Unheralded

PAULA MEHMEL — Shoot The Rapids: There Is No ‘Type’ Of Rape Victim

I was 23 when I was raped in 1987.

I was also serving as a hospital chaplain as part of my clinical pastoral education for seminary. I remember — as the police responded and as the hospital staff tended to my bruised and battered body — how everyone kept saying, “And she’s a chaplain,” as if there was a “type” to be raped — and someone training to be a pastor was not in that “type.”

The circumstances of my rape were complicated. It was a stranger who I met at a beach, to whom I had spent the entire afternoon talking, who ironically was giving me a “short ride” to the downtown bus stop because I had missed my bus and didn’t want to get back after dark to the dangerous inner-city Portland neighborhood where I was living.

He was never caught, but I remember thinking that if he was, I was going to show up at the trial wearing a clerical collar, even though I rarely wear one. I wanted to say that “this is what a rape victim looks like.”

There isn’t a type.

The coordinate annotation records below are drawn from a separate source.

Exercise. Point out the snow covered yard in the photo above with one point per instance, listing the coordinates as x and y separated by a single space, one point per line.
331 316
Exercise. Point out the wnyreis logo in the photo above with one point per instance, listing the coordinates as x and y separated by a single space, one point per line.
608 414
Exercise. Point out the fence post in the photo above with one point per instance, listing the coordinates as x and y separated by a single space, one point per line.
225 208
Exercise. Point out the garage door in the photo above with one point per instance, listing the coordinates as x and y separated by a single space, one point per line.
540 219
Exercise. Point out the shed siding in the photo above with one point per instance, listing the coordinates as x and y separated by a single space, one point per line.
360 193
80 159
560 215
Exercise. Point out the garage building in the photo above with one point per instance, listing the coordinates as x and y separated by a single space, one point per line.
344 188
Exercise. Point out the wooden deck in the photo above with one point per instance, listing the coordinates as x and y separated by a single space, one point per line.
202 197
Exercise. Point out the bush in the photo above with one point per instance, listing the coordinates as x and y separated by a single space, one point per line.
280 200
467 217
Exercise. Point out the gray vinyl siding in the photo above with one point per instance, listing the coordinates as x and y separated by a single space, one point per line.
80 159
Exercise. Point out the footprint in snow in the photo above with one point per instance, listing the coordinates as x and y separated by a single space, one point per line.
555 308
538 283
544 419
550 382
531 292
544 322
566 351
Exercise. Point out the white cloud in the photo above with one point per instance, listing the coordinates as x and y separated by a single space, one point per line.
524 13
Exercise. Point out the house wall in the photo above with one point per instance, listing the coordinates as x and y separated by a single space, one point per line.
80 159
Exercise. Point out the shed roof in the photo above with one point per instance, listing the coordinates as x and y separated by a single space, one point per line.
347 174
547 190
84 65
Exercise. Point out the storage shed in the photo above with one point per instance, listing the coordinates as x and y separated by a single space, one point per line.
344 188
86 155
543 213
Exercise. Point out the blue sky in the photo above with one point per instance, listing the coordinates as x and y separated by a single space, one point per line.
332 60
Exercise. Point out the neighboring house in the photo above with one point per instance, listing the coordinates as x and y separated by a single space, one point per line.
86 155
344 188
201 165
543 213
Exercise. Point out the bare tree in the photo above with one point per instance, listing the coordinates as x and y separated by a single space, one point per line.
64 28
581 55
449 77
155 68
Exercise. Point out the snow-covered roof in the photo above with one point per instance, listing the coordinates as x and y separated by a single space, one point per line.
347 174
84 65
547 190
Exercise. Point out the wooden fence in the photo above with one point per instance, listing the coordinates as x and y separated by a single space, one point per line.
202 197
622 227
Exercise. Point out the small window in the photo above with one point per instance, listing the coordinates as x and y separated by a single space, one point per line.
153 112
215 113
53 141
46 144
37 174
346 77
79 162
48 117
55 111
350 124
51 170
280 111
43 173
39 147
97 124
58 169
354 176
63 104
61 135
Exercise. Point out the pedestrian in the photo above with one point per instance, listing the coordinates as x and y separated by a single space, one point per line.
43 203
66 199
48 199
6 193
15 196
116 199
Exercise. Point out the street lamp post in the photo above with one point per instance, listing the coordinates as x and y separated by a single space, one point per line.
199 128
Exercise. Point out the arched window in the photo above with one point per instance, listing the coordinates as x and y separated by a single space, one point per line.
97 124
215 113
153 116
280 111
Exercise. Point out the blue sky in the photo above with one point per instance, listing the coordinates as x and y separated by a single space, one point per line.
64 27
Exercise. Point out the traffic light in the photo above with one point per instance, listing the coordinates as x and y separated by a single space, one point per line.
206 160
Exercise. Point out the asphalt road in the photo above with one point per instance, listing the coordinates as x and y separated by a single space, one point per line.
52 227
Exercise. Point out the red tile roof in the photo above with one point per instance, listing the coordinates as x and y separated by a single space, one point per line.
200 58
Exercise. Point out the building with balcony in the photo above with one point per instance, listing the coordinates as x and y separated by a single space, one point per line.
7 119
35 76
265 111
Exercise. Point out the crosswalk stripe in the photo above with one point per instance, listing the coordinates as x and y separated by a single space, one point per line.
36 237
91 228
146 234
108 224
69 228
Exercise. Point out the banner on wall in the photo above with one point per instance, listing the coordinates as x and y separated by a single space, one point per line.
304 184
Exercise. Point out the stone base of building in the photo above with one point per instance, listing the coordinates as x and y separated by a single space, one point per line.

It can be anyone.

I began speaking publicly about my rape a few years later for that same reason —  not because I wanted to be “the face of rape” but rather to show that there is none. And I wanted to get past victim blaming.

Everyone who has ever been a victim, I suspect, at some point wonders what they think they did “wrong,” a mistake they made, an ingrained part of victim shaming. But the person responsible is always the one who raped. Never the victim.

In the aftermath of the recent Stanford decision, and as the conversation about rape culture grows louder, I have decided to speak out once again in solidarity, telling anyone who will listen that sex and rape are polar opposites, regardless of the context in which the rape occurs.

Being a survivor doesn’t need to define a person but even 29 years after the fact, I am fully aware that its impact never fully fades. I have chosen not to remain silent about my rape, and in so doing have learned to embody what it means to move from victim to victor following an assault, refusing to let it define me and instead, allowing me to define it.

I would not be ashamed if someone had broken into my house or my car, so I refuse to have any shame because someone did the same to my body. And whether that person had a weapon or the only weapon was their body makes no difference. Whether they are a stranger — or an acquaintance — makes no difference. And whatever they do or whatever their race or whatever their income makes no difference. I want the world to know that there is no “type” of victim.

But there is only one “type” of perpetrator. A rapist.